Monday, March 21, 2011
As of 2p today, the Dow is up about 200 pts to 12,037 based on a deal in which AT&T would purchase T-Mobile from Deutsche Telekom for $39billion ending the company's involvement in the US marketplace.
Stock traders love these types of mergers and acquisitions because it means profit and like rats to filth, traders and investors must have their daily fill of profit.
Generally speaking, are mergers and acquisitions really good for the bottom 98%?
First, lets say for simplicity sake, both AT&T and T-Mobile has 50,000 employees. When two companies merge or one buys out another, it means there's overlap-- people doing the same functions who were needed when there were 2 businesses but not when there's only one.
So that means layoffs-- lots of them. So in this instance, if you work for AT&T or T-Mobile, you have to be nervous unless you possess specialized skills that are not easily replaced. In addition, sometimes a business will use the fear of layoffs to negotiate salary reductions for both its employees and the company its swallowing up.
Second, a business does not always purchase another because its seeking to expand. Sometimes it buys a business to kill it off because that business undercuts them prices. This is what's happening with the AT&T acquisition of T-Mobile. T-Mobile offers the lowest prices of all cell-phone carriers in terms of monthly contracts, and unlike AT&T, you do not have to be locked into a 2-year deal with T-Mobile.
"While rates for AT&T customers may not go up, T-Mobile customers will either have to get used to paying more or look for service elsewhere, among smaller carriers like Metro PCS and Cricket... The merger could also mean fewer phone options and, ultimately, less innovation. To save money... it's likely that AT&T and T-Mobile will consolidate their phone options for consumers.
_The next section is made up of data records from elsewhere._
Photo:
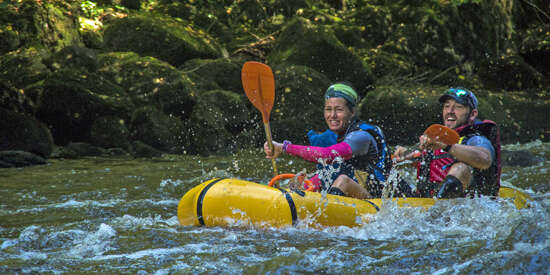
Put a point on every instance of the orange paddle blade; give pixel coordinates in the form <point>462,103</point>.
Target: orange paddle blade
<point>259,86</point>
<point>442,133</point>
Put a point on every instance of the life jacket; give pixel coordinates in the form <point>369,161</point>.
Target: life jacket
<point>485,182</point>
<point>379,167</point>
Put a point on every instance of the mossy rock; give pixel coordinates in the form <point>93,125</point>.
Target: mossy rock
<point>163,132</point>
<point>9,40</point>
<point>218,116</point>
<point>165,38</point>
<point>24,133</point>
<point>299,102</point>
<point>149,81</point>
<point>520,117</point>
<point>23,67</point>
<point>211,74</point>
<point>535,48</point>
<point>510,73</point>
<point>47,25</point>
<point>428,34</point>
<point>15,100</point>
<point>304,43</point>
<point>74,57</point>
<point>110,132</point>
<point>69,106</point>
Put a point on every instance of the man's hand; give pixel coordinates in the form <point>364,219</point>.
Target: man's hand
<point>277,150</point>
<point>426,143</point>
<point>402,154</point>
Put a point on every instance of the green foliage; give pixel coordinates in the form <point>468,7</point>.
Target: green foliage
<point>90,9</point>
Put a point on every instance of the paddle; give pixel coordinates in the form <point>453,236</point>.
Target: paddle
<point>437,132</point>
<point>259,86</point>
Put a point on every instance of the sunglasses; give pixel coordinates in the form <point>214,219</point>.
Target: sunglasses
<point>463,95</point>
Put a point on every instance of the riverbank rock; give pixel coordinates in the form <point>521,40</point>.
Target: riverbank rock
<point>303,43</point>
<point>521,158</point>
<point>165,38</point>
<point>9,159</point>
<point>20,132</point>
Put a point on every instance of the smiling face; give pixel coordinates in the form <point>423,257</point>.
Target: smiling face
<point>337,114</point>
<point>456,114</point>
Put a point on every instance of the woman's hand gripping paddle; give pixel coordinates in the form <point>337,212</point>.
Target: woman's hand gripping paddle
<point>259,86</point>
<point>436,132</point>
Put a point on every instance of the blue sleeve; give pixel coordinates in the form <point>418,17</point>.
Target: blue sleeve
<point>325,139</point>
<point>360,143</point>
<point>484,142</point>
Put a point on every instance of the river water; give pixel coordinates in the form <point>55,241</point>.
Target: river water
<point>118,215</point>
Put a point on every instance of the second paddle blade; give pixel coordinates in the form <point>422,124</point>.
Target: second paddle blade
<point>259,86</point>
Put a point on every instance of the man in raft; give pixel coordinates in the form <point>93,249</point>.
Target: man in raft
<point>352,156</point>
<point>470,167</point>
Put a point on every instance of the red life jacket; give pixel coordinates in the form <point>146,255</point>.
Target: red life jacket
<point>486,182</point>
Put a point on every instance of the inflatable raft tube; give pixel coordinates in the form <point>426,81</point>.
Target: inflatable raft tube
<point>225,201</point>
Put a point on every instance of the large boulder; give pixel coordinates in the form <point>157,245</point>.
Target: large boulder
<point>23,133</point>
<point>509,73</point>
<point>149,81</point>
<point>299,103</point>
<point>110,131</point>
<point>70,102</point>
<point>212,74</point>
<point>304,43</point>
<point>36,24</point>
<point>23,68</point>
<point>218,116</point>
<point>154,128</point>
<point>165,38</point>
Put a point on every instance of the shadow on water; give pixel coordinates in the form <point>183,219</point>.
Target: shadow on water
<point>118,215</point>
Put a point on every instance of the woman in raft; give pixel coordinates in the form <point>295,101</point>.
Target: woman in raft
<point>352,156</point>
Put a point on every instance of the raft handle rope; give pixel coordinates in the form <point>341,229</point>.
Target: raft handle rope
<point>301,179</point>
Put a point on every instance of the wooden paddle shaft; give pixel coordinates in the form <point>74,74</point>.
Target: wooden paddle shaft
<point>270,144</point>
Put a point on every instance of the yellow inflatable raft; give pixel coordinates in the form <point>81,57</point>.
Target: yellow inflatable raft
<point>222,202</point>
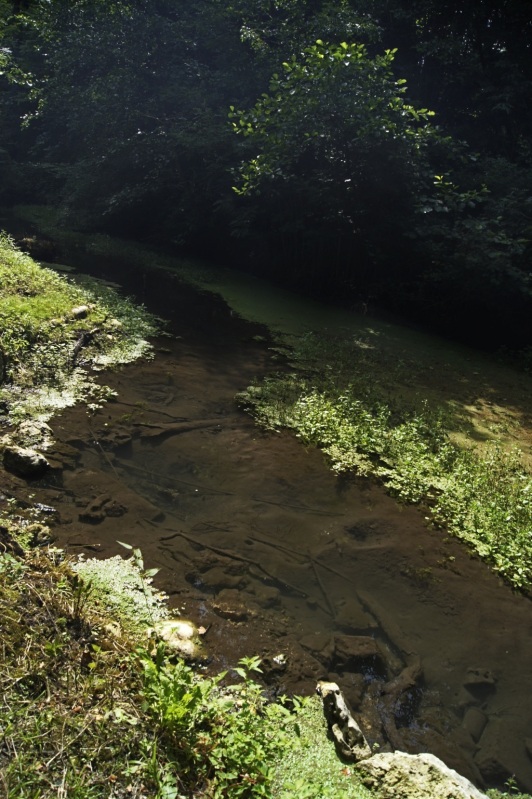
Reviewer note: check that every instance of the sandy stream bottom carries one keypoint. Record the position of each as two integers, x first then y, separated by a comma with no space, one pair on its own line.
258,542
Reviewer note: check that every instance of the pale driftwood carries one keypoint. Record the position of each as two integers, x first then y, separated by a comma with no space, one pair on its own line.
348,737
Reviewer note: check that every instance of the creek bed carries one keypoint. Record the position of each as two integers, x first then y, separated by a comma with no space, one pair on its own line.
321,576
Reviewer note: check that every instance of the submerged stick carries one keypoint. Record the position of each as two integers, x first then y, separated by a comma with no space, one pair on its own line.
304,508
322,587
151,474
232,555
176,428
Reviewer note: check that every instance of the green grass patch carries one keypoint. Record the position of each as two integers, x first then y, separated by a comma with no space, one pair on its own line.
333,400
49,347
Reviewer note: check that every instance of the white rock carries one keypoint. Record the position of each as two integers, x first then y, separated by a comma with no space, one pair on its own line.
403,776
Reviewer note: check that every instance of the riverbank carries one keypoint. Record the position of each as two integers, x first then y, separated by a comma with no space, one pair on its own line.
89,706
163,398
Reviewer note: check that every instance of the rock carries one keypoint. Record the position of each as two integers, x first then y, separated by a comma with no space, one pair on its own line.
359,653
24,462
474,722
273,668
33,433
401,776
348,736
488,762
8,543
181,637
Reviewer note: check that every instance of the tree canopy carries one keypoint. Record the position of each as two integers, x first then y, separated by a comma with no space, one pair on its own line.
363,150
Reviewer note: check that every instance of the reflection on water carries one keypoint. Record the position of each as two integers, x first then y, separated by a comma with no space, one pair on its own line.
275,555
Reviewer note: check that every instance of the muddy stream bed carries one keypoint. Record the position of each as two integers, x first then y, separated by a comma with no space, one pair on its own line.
275,556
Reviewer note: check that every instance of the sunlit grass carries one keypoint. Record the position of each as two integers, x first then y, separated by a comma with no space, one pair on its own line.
334,400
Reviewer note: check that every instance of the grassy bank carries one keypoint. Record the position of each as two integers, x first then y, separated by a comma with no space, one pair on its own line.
91,706
341,397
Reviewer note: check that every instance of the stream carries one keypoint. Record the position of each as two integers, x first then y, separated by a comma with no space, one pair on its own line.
256,540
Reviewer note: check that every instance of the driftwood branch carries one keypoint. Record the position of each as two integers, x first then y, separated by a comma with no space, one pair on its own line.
85,338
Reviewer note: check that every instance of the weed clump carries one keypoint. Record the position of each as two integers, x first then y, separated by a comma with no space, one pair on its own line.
53,329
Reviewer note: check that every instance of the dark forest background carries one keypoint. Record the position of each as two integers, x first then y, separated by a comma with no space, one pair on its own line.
372,152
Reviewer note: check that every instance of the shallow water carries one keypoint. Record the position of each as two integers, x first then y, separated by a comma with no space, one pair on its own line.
273,554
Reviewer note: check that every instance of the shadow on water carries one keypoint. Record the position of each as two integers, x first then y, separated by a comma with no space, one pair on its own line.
276,556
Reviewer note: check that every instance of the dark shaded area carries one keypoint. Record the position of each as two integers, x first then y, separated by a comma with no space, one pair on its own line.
273,555
119,116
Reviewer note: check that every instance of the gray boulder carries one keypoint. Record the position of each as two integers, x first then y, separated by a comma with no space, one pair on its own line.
401,776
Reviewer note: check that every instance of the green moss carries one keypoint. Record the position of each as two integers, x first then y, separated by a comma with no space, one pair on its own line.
121,589
310,767
40,352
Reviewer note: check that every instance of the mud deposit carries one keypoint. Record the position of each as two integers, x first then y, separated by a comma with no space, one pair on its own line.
275,556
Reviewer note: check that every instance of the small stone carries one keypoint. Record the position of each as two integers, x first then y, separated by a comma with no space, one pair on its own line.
180,636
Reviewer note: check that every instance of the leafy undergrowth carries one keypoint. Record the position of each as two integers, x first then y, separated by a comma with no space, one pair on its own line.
333,400
90,710
52,327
With fewer phones on the market, customers might find that it's harder to find discounts and rebates. Whenever there's less competition, there's less of an incentive to offer deals". (ABC News)
The 'good news' if there is any, is that this impact on consumers isn't immediate. It will take a couple of years before these changes become reality; about a year to close the deal, and then probably another year to combine their systems.
So in summary, why did the market dramatically spike today?
Ans: An AT&T acquisition of T-Mobile means higher investor profit, eventual worker layoffs (or reduction in salaries) which Wall St Loves, higher costs for consumers and less choice. Remember, if Wall St is ever 'happy', it means you should not be.